Therapists specialising in Sexual Abuse

Sexual Abuse

Sexual abuse is any forced and unwanted sexual activity. Since children are unable to consent, sexual child abuse is any sexual activity, such as molestation, involving a child. Most of the time, the victims of sexual abuse know their attacker and sexual abuse often becomes worse over time. A person who has been sexually abused (been subject to molestation or rape) may feel anger, shock, shame, guilt, fear or disbelief.

If you have been sexually abused, as a child or an adult, you may develop depression, anxiety, poor self-esteem or post-traumatic stress disorder.  A qualified therapists can help victims of sexual abuse, both children and adults, to recover from the sexual trauma they have experienced.

Sexual Abuse

The abuser may use sexual abuse to maintain power and control over the victim. The majority of victims are women, however men suffer too. Sexual abuse is classed as any forced and unwanted sexual activity. The can involve being subject to molestation, assault and rape. Since children are unable to consent this means any sexual activity involving a child is sexual abuse. Most of the time, the victims of sexual abuse know their attacker and sexual abuse often becomes worse over time. As a result victims of sexual abuse may, above all, feel disbelief as well as anger, shame or fear. Victims of sexual abuse may often suffer with poor self-esteem, depression or post-traumatic stress disorder.

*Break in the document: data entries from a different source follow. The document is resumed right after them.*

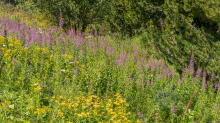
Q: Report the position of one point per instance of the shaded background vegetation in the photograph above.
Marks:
(179, 30)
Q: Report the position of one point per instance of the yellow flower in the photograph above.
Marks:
(79, 115)
(10, 45)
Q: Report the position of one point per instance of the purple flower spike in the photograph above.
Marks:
(173, 109)
(51, 92)
(212, 76)
(61, 23)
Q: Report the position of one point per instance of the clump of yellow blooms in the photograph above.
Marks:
(92, 106)
(42, 111)
(13, 47)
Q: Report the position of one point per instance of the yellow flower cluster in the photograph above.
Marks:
(14, 46)
(42, 111)
(37, 18)
(5, 104)
(93, 106)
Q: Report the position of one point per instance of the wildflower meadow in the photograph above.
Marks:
(51, 75)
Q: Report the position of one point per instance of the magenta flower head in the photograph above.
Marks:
(161, 22)
(51, 93)
(212, 76)
(61, 23)
(173, 109)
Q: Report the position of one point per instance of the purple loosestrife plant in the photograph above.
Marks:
(212, 76)
(173, 109)
(198, 73)
(191, 66)
(61, 23)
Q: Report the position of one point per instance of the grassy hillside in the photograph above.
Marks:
(48, 75)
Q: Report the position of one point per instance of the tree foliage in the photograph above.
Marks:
(177, 28)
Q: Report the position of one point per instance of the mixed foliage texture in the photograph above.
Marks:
(85, 69)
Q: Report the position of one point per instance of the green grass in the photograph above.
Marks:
(91, 82)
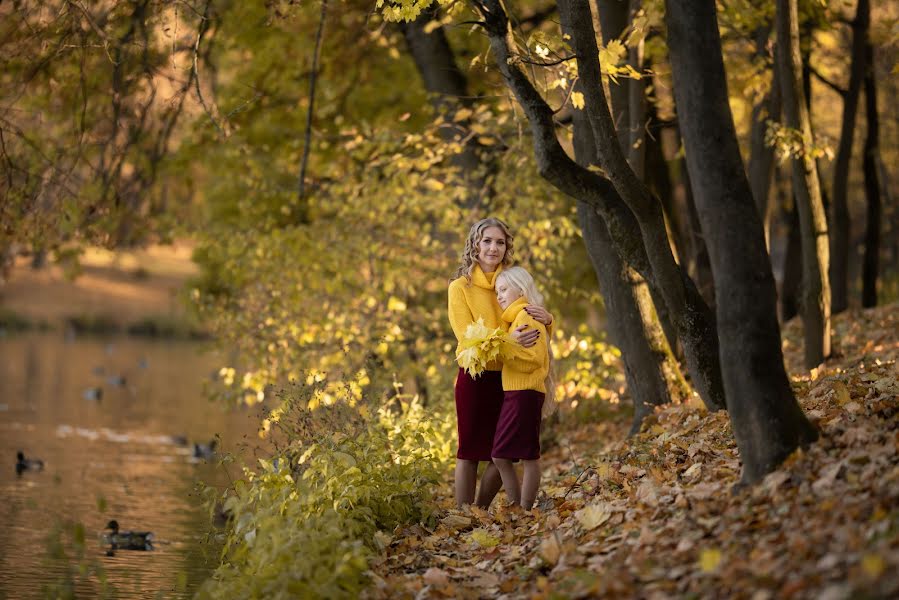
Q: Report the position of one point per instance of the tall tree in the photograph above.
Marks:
(839, 216)
(870, 165)
(638, 211)
(767, 421)
(806, 187)
(761, 154)
(653, 376)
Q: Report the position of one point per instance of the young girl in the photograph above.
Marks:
(525, 373)
(472, 296)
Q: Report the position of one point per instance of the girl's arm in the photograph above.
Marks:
(459, 313)
(541, 315)
(527, 360)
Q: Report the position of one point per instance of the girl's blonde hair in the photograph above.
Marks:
(475, 235)
(521, 279)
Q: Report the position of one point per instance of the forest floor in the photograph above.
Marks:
(655, 516)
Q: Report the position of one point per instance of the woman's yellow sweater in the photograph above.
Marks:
(525, 368)
(470, 301)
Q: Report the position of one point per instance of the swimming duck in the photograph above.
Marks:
(27, 464)
(206, 451)
(127, 540)
(94, 394)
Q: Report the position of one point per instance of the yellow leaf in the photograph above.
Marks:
(577, 100)
(873, 565)
(593, 515)
(433, 185)
(840, 392)
(550, 549)
(709, 559)
(484, 539)
(395, 304)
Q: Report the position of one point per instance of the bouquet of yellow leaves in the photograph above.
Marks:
(481, 345)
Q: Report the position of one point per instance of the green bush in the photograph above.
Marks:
(306, 523)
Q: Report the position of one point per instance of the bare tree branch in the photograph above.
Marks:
(307, 142)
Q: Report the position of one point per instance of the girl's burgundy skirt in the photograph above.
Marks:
(518, 430)
(478, 403)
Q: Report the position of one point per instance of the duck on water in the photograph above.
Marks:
(27, 464)
(127, 540)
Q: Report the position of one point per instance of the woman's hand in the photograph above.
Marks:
(524, 336)
(539, 313)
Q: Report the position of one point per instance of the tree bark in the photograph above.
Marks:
(653, 376)
(767, 421)
(614, 16)
(652, 258)
(806, 186)
(839, 216)
(684, 311)
(447, 87)
(792, 267)
(872, 185)
(636, 95)
(761, 155)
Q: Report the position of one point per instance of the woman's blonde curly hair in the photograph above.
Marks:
(475, 235)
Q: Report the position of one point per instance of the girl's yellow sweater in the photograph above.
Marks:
(525, 368)
(470, 301)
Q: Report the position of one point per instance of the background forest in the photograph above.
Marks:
(683, 179)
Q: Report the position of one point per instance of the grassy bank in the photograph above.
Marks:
(137, 292)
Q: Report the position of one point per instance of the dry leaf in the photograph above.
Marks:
(709, 559)
(593, 515)
(482, 538)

Despite the form it takes, abuse can cause lasting mental and emotional harm. Abusive-relationships can have long-term damaging effects on the victim. Feelings of shame, guilt, anxiety, depression, anger, trust problems, or self-destructive behaviour are common for victims of abuse. Victims and survivors of sexual abuse or molestation can benefit from counselling to cope with the experience and also related trauma. Family members of abuse survivors can also suffer with anxiety, shame and disbelief and as a result benefit from therapy. Consequently this can help them develop their own healthy and supportive ways of coping.